Letting Go

I wonder how many times you may have heard someone refer to “letting go” as the task or the goal of grieving. Speaking for myself, I hear those words and feel a resistance or want to push back at the notion. Why, how, would I let go of that which I have held dear?

Some might suggest that, in grief, we can’t move forward with our lives until we release the person or situation we have been so closely bonded to. I, on the other hand, believe that we move on and discover healing as we find new ways to carry the influence, the meaning, the spirit or essence of our beloved with us. To create a residence in our heart, in our consciousness that embraces and holds close all that can enrich and inform us.

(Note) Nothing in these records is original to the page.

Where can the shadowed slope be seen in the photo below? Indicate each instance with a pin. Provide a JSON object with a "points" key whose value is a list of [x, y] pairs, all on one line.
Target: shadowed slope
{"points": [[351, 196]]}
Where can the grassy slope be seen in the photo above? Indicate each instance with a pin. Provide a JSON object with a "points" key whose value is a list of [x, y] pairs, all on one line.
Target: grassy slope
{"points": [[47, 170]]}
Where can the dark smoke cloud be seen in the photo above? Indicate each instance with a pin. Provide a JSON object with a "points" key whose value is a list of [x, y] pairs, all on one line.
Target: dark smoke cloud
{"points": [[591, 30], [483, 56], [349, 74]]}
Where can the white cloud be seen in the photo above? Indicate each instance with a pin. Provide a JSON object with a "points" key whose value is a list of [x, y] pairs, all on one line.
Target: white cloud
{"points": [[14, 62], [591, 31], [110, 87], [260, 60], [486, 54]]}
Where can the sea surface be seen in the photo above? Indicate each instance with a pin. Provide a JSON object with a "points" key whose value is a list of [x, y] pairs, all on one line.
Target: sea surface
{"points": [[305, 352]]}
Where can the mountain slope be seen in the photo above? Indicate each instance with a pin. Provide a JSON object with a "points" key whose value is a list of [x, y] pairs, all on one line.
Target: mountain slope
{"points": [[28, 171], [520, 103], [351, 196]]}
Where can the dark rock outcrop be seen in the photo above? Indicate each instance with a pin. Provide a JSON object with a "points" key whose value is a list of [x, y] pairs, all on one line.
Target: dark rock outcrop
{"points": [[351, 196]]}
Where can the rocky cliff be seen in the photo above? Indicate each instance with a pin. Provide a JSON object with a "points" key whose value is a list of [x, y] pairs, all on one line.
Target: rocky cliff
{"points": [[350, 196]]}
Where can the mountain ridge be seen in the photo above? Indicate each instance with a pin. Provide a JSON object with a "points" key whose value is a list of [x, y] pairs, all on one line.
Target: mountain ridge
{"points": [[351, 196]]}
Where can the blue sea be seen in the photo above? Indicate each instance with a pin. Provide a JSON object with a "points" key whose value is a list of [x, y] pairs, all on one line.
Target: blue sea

When I’m confronted with a decision I am eager to call upon the memory and wisdom of those who have gone before me and have been teachers in life. When I feel lonely, I draw close to those things that remind me of the times I’ve been loved. We are deeply enriched when we shift our focus from letting go toward integrating our losses and honoring the continuium of life where past overlaps with present and becomes our foundation for future.

We create new ways of experiencing these relationships allowing memories to be our bridges, we use objects and rituals to keep us “in touch” and we breathe some sigh of relief, recognizing that healing in grief will never ask us to sever a precious bond.

What do you think?

One thought on “Letting Go

  1. Letting go implies letting go of control, anger, perhaps some lesser dimensional bonds as well as the physical domain where the person used to take up residence. For me, I had to let go of my way knowing and learn a greater way of knowing in order to allow people I had lost on this earth to continue to enrich my life.

    I do think people need to be coached to let go of that which disallows our spirits to remain connected. I believe there is a freeing that happens within when I let go of what once was. A knew perspective and deeper knowing moves us closer to people with whom I have known in an earthly manner.

    Most importantly, the letting go that I have done after losses frees me — not others — to walk on this earth, and, within my own heart and spirit in a more transcending manner. I am no longer the center of the letting go, loss is no longer the controller of my grief, and I enter into new relationships with self, grief, love, thinking, and of course, those I have loved and have loved me.